Photo by Mike Lewis, PNJ 2008

Photo by Mike Lewis, PNJ 2008

Pensacola News Journal recently did a great article on Sharon and I about the One Shoe Diaries. They even gave me the front cover. It was a large photo of me sitting on a raod with a shoe in front of me. Pretty cool other than the scowl look on my face :) They did include 2 other good photos inside I liked though. I clipped out the article from the Pensacola News Journal Pelican Magazine and pasted below. Thanks goes to Adam Ziglar for taking the story on and doing a great job!

Published – January, 30, 2008 
The lost highway
Man finds shoes and more on America’s open road
ADAM ZIGLAR
aziglar@pnj.com
Like estranged carcasses, they lay in waiting. Punished by tires, soiled by exhaust and rain, brittle and sun burnt, they rot on the side of the road.

It’s not road kill, at least not in the traditional sense. It’s shoes.

Randall Hamilton has spent much of the last couple of years photographing lone shoes on the sides of roads throughout the United States.

What began as a desire to flesh out his creative impulses quickly became a life-altering project.

Armed with a digital camera and a head full of ideas, the 38-year-old freelance graphic artist and his wife, Sharon, have traveled in a motor home, crisscrossing across the country, creating a self-published travelogue that describes each of the more than 150 shoes in his book, “One Shoe Diaries.”

The couple, who currently lives in an motor home park in Milton, began his journey about a year after Hurricane Ivan destroyed their rented condo on Pensacola Beach. With most of their possessions destroyed, they were essentially homeless; they decided to take drastic measures.

“With the way the house prices skyrocketed and rent (costs) went nuts, we just decided to go into a motor home,” he said. “It was something that I had always dreamed of doing.”

The couple began traveling. They’d stay for about two weeks at a time at different stops throughout the country.

“That first year after the hurricane was pretty crazy,” he said. “We were trying to figure out the ins and outs about life on the road in a motor home.”

The journey also included the chance to visit dog parks with their two pugs, Jack and Jinger, and brew pubs, among other interesting stops. Each stop provided insightful stories, and Hamilton initially thought of creating a travelogue, with stories and photos, titled “Dog Parks and Brew Pubs.”

“I thought that had kind of a ring to it, but not the catch I was looking for,” he said.
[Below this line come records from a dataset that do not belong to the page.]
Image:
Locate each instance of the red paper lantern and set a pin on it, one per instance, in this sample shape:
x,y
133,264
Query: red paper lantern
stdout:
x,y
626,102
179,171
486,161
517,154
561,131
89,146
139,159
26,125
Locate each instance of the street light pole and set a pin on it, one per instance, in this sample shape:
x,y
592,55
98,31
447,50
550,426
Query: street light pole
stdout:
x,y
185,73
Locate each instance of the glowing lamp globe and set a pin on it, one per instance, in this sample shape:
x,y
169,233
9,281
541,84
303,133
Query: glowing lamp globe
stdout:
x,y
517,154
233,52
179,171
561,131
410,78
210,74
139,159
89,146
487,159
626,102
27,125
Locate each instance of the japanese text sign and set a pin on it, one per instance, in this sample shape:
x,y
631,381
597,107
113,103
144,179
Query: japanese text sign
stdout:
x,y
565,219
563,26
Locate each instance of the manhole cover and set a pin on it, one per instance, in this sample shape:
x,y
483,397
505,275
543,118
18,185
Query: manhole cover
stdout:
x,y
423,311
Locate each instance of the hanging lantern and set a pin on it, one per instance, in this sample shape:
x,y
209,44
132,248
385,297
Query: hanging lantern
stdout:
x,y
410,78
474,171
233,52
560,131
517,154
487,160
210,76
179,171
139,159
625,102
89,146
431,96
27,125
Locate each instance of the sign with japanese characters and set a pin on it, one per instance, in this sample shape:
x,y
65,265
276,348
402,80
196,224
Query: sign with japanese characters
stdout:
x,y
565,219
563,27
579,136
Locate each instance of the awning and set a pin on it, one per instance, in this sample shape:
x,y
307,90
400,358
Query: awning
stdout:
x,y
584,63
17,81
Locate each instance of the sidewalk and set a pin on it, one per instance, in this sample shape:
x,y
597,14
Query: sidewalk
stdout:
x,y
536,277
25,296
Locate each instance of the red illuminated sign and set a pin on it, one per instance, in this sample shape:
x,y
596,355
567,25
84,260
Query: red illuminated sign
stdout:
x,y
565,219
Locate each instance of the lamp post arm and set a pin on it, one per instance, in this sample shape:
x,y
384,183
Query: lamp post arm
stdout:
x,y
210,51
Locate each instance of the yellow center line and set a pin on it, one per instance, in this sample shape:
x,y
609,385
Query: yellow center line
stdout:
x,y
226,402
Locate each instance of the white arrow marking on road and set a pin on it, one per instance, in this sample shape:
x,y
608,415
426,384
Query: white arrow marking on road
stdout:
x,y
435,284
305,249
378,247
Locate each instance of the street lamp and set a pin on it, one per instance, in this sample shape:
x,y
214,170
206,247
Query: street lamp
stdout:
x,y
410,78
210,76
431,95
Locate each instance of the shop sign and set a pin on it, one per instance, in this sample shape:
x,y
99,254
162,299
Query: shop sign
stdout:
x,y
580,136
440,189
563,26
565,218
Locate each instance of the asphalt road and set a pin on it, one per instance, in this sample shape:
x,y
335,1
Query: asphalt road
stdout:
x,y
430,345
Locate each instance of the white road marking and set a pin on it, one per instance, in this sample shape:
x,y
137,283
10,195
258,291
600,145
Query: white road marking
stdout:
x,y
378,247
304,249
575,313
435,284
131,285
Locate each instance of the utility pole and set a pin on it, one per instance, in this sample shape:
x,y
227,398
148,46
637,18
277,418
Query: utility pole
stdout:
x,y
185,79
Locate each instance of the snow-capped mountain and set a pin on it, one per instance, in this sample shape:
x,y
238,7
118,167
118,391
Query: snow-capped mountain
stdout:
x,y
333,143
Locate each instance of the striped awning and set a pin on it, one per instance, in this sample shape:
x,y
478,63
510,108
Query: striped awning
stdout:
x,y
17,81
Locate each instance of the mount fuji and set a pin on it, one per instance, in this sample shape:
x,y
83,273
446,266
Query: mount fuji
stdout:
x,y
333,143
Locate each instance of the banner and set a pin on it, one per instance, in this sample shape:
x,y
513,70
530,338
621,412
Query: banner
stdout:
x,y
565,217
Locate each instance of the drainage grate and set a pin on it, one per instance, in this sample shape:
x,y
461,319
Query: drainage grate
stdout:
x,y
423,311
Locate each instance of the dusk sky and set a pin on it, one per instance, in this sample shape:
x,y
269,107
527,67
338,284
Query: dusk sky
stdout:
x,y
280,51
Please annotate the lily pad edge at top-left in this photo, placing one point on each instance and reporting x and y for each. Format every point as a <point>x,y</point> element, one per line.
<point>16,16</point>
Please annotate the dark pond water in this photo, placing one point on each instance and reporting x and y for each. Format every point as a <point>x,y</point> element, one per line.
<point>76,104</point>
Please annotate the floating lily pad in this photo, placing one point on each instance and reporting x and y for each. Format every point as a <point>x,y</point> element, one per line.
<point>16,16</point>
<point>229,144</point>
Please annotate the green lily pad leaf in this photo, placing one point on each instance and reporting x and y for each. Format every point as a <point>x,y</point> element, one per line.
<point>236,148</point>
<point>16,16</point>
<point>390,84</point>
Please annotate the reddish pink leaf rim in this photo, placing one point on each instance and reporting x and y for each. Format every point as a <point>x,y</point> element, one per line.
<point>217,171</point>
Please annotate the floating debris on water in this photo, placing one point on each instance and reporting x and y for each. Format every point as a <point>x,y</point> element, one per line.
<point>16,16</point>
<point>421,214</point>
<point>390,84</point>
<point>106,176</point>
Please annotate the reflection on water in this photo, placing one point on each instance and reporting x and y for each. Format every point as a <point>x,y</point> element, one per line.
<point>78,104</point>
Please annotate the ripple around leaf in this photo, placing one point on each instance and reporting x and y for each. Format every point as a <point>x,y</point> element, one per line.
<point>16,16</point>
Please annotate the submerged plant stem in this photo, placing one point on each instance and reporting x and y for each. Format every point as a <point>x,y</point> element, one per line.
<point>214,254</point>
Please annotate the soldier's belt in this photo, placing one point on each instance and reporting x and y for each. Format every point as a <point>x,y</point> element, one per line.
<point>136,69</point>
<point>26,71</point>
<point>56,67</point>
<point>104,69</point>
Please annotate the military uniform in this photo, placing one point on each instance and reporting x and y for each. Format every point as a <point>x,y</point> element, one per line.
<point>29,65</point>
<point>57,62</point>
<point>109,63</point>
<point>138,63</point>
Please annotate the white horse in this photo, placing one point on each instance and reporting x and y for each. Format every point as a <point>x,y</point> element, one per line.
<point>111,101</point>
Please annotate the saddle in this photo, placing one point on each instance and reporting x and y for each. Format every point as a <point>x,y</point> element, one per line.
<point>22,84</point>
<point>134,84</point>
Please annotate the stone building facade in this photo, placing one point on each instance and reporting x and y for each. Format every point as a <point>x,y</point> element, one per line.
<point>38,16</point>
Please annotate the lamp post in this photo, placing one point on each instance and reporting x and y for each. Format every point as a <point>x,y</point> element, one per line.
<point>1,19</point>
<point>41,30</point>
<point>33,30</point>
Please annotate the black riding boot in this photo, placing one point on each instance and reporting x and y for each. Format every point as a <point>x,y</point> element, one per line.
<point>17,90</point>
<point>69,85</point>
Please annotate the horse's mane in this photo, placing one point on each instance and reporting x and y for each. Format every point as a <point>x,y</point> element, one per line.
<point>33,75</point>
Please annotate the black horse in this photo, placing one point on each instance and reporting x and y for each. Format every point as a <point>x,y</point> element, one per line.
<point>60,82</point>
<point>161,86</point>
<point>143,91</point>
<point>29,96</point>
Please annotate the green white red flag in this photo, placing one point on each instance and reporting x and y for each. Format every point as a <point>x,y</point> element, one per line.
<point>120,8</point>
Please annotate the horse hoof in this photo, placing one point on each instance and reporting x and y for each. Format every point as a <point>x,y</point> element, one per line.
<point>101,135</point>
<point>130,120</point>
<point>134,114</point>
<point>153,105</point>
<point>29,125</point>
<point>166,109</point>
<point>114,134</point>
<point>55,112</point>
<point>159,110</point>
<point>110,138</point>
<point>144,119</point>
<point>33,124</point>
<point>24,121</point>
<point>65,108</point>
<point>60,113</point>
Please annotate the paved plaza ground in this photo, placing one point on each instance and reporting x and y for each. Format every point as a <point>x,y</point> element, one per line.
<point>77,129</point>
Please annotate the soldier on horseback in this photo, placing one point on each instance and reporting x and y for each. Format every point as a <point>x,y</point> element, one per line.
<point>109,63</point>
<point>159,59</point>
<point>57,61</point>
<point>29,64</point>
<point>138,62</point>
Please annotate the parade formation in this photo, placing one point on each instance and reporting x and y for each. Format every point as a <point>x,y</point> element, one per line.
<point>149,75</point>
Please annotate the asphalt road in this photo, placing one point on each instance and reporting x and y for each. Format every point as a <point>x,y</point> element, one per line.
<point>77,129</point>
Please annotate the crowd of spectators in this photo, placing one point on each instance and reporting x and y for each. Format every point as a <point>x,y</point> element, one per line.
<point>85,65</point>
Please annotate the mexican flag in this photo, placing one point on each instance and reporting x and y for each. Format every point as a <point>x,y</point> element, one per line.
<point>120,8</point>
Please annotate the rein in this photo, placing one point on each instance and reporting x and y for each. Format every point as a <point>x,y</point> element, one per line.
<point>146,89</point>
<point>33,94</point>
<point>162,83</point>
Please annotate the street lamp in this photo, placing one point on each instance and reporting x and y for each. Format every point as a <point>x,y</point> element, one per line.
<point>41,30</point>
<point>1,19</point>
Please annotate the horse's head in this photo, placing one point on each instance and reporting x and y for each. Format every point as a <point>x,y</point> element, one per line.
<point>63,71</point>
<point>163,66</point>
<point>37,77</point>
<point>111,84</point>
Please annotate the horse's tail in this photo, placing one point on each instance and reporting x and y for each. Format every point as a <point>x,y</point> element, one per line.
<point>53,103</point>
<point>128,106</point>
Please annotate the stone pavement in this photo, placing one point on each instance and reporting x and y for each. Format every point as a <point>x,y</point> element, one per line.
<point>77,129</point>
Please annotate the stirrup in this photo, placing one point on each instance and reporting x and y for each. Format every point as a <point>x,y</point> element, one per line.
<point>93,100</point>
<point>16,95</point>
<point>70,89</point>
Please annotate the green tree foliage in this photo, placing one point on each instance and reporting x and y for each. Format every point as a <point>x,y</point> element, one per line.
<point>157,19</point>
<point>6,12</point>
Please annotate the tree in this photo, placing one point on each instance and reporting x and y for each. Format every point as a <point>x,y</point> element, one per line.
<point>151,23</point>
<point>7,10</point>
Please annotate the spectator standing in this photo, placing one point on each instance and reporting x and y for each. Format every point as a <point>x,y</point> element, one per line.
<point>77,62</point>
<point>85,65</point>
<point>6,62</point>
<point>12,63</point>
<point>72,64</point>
Hamilton then started noticing single shoes adrift on the sides of roads.

“How? Why?” he asked himself. “A shoe isn’t something that falls off you and you don’t notice it. Why only one shoe?”
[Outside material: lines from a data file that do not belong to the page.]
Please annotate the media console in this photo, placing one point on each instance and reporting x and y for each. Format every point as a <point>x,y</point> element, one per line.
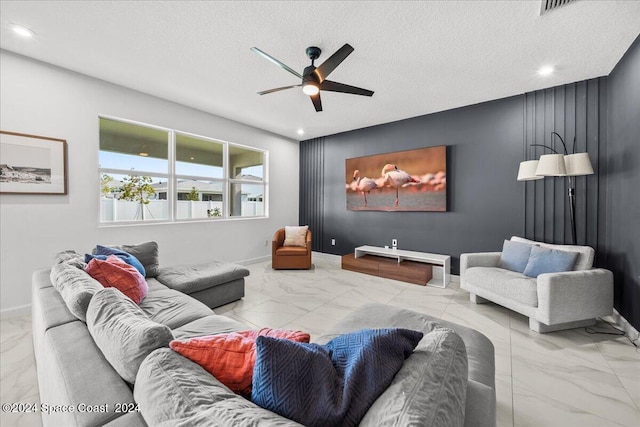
<point>408,266</point>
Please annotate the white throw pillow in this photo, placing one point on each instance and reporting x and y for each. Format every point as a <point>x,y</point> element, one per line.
<point>295,236</point>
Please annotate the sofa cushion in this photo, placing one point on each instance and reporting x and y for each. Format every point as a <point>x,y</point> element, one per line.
<point>208,325</point>
<point>295,236</point>
<point>173,308</point>
<point>585,253</point>
<point>231,357</point>
<point>75,286</point>
<point>122,331</point>
<point>545,260</point>
<point>432,385</point>
<point>194,397</point>
<point>103,252</point>
<point>72,370</point>
<point>514,256</point>
<point>116,273</point>
<point>332,384</point>
<point>192,278</point>
<point>507,283</point>
<point>146,253</point>
<point>70,257</point>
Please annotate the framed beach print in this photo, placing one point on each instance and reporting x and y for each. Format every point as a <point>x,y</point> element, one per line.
<point>31,164</point>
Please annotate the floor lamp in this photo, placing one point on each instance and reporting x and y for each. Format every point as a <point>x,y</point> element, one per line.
<point>558,164</point>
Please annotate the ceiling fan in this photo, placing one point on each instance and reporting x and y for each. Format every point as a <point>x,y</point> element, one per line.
<point>314,78</point>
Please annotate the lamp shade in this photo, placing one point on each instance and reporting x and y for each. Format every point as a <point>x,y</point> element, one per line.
<point>551,165</point>
<point>578,164</point>
<point>527,171</point>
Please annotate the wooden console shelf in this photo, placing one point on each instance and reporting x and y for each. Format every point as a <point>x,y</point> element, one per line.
<point>407,266</point>
<point>406,271</point>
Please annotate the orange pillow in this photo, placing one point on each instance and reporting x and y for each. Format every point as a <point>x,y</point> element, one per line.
<point>115,273</point>
<point>231,357</point>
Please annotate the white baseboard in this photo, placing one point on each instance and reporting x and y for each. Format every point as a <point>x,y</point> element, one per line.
<point>329,257</point>
<point>9,313</point>
<point>254,260</point>
<point>624,325</point>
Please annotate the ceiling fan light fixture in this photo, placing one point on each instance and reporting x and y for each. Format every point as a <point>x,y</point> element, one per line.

After walking along Pensacola Beach about a year after Hurricane Ivan, Hamilton noticed a single flip-flop half buried in the sand. He knew that was the hook, the quizzical curiosity from which he would base an entire journey across the country.
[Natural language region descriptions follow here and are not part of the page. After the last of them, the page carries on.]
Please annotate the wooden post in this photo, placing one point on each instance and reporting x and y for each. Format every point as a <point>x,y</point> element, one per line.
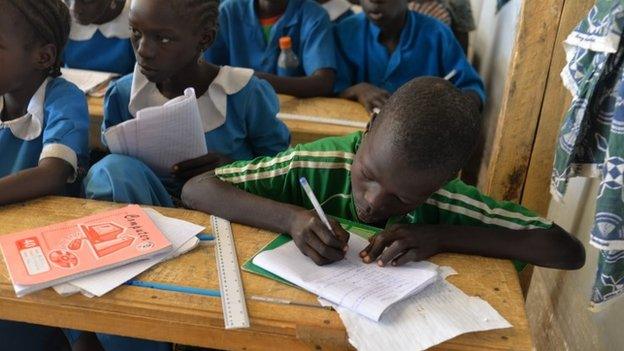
<point>524,92</point>
<point>536,195</point>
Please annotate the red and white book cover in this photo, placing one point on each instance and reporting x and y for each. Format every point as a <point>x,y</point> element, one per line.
<point>42,257</point>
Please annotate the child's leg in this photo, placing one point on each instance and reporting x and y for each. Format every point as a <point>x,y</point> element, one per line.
<point>31,337</point>
<point>124,179</point>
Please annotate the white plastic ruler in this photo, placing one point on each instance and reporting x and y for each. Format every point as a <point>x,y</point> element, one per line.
<point>232,294</point>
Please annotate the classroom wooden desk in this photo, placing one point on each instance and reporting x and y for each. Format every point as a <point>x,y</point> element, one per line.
<point>197,320</point>
<point>302,131</point>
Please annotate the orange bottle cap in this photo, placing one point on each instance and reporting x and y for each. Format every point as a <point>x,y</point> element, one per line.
<point>285,43</point>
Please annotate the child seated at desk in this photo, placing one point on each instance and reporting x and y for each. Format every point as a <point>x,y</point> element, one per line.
<point>249,36</point>
<point>399,175</point>
<point>44,125</point>
<point>238,110</point>
<point>387,45</point>
<point>99,39</point>
<point>337,10</point>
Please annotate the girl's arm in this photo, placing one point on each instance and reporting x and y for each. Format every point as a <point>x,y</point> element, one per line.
<point>48,178</point>
<point>320,83</point>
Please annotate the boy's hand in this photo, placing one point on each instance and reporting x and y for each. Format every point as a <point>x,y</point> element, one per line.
<point>402,243</point>
<point>316,241</point>
<point>368,95</point>
<point>188,169</point>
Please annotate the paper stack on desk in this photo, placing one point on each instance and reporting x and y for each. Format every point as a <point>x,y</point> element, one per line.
<point>94,254</point>
<point>90,82</point>
<point>161,136</point>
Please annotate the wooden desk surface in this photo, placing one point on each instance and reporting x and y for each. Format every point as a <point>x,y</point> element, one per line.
<point>302,131</point>
<point>197,320</point>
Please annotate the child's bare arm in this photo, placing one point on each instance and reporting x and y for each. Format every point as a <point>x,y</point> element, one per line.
<point>320,83</point>
<point>48,178</point>
<point>209,194</point>
<point>553,247</point>
<point>368,95</point>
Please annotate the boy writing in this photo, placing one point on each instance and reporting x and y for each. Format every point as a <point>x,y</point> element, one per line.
<point>399,175</point>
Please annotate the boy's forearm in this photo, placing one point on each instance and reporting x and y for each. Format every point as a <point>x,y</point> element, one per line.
<point>49,178</point>
<point>551,247</point>
<point>318,84</point>
<point>209,194</point>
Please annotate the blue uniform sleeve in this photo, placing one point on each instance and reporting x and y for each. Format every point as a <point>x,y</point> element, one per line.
<point>218,53</point>
<point>116,103</point>
<point>267,134</point>
<point>318,49</point>
<point>453,58</point>
<point>67,119</point>
<point>346,34</point>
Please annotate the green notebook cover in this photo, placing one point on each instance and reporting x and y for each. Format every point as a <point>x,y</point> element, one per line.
<point>362,230</point>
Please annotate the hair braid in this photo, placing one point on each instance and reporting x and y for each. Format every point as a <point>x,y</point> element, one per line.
<point>207,12</point>
<point>51,23</point>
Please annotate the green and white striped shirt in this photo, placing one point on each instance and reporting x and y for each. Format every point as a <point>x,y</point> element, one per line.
<point>326,164</point>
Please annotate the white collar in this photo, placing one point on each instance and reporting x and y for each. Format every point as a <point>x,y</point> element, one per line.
<point>335,8</point>
<point>29,126</point>
<point>212,105</point>
<point>119,27</point>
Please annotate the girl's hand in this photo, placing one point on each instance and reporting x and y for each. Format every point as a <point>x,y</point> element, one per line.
<point>403,243</point>
<point>188,169</point>
<point>316,241</point>
<point>368,95</point>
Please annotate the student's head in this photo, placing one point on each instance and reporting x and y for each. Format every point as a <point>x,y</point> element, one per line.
<point>32,35</point>
<point>93,11</point>
<point>418,142</point>
<point>384,13</point>
<point>170,35</point>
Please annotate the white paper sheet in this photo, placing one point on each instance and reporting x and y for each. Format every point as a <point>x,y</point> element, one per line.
<point>86,80</point>
<point>183,238</point>
<point>363,288</point>
<point>161,136</point>
<point>438,313</point>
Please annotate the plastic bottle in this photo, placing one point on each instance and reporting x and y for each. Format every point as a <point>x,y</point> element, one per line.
<point>287,62</point>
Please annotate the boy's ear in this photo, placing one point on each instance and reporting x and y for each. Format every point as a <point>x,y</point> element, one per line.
<point>45,56</point>
<point>206,40</point>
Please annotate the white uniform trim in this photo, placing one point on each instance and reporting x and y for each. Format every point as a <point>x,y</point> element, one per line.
<point>29,126</point>
<point>63,152</point>
<point>212,105</point>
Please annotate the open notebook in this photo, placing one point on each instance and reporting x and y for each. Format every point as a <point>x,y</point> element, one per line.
<point>363,288</point>
<point>161,136</point>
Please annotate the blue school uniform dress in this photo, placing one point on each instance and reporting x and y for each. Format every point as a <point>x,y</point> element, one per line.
<point>426,48</point>
<point>56,125</point>
<point>241,42</point>
<point>338,10</point>
<point>239,120</point>
<point>101,47</point>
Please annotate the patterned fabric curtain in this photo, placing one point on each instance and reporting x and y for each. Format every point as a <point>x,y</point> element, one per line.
<point>591,140</point>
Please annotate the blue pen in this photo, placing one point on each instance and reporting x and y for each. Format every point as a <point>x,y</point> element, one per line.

“As I started to look for them they started to pop up all over the place,” he said, remembering how he stopped his motor home repeatedly to photograph a shoe.

Sometimes laying on the ground to capture the right angle, Hamilton laughs when he thinks about what passersby must have thought.

“I’m sure people driving by thought I was a dead body,” he said.

For Hamilton, a deserted shoe on a lost stretch of highway is a work of art.

From a deserted Sponge Bob flip-flop to a gnarly cowboy boot in Austin, Texas, to a stiletto high heel cradling the edge of Mulholland Drive and a cliff, the Hollywood sign fuzzy in the background, Hamilton has found all kinds of shoes, each one a piece of art.

“We didn’t want to speculate how the shoe got there,” he said. “That’s part of the mystery and intrigue. Everybody sort of gets an image about who that shoe belongs to. I didn’t want to taint that all. We just told the stories behind discovering the shoe, the interesting people we may have met while on that leg of the journey.”

In all, Hamilton photographed 153 shoes along Interstate 10 from Florida to California. In all, the initial journey took about six months.

While launching a Web site, Hamilton discovered a strange twist. About six months after he completed his project, he discovered Julie Shapiro, an author that would soon release a book titled “Jen-Zen and the One Shoe Diaries.”

“I had already ordered a trademark for the ‘One Shoe Diaries’ and I had to call her up,” he said.

The premise of her story: a guy becomes obsessed with traveling throughout the country, photographing and exhibiting the shoes.

Hamilton called Shapiro to make sure she wasn’t copying his idea.

“I still think it was her genuine idea,” he said. “When I told her who I was, she thought I was kidding. She said, ‘You’re the character in my book.'”

Since then, the two have collaborated and help promote each other’s projects.

For now, he hopes to continue to promote his book and seek a publisher.

He hopes to do a book tour, retracing his original steps, and promote the book along the way.

In the meantime, he’s in the production phase of volume II, his second journey last summer from South Florida to Maine.

“People connect with this,” Hamilton said. “They see the shoes, too, and wonder how they got there.”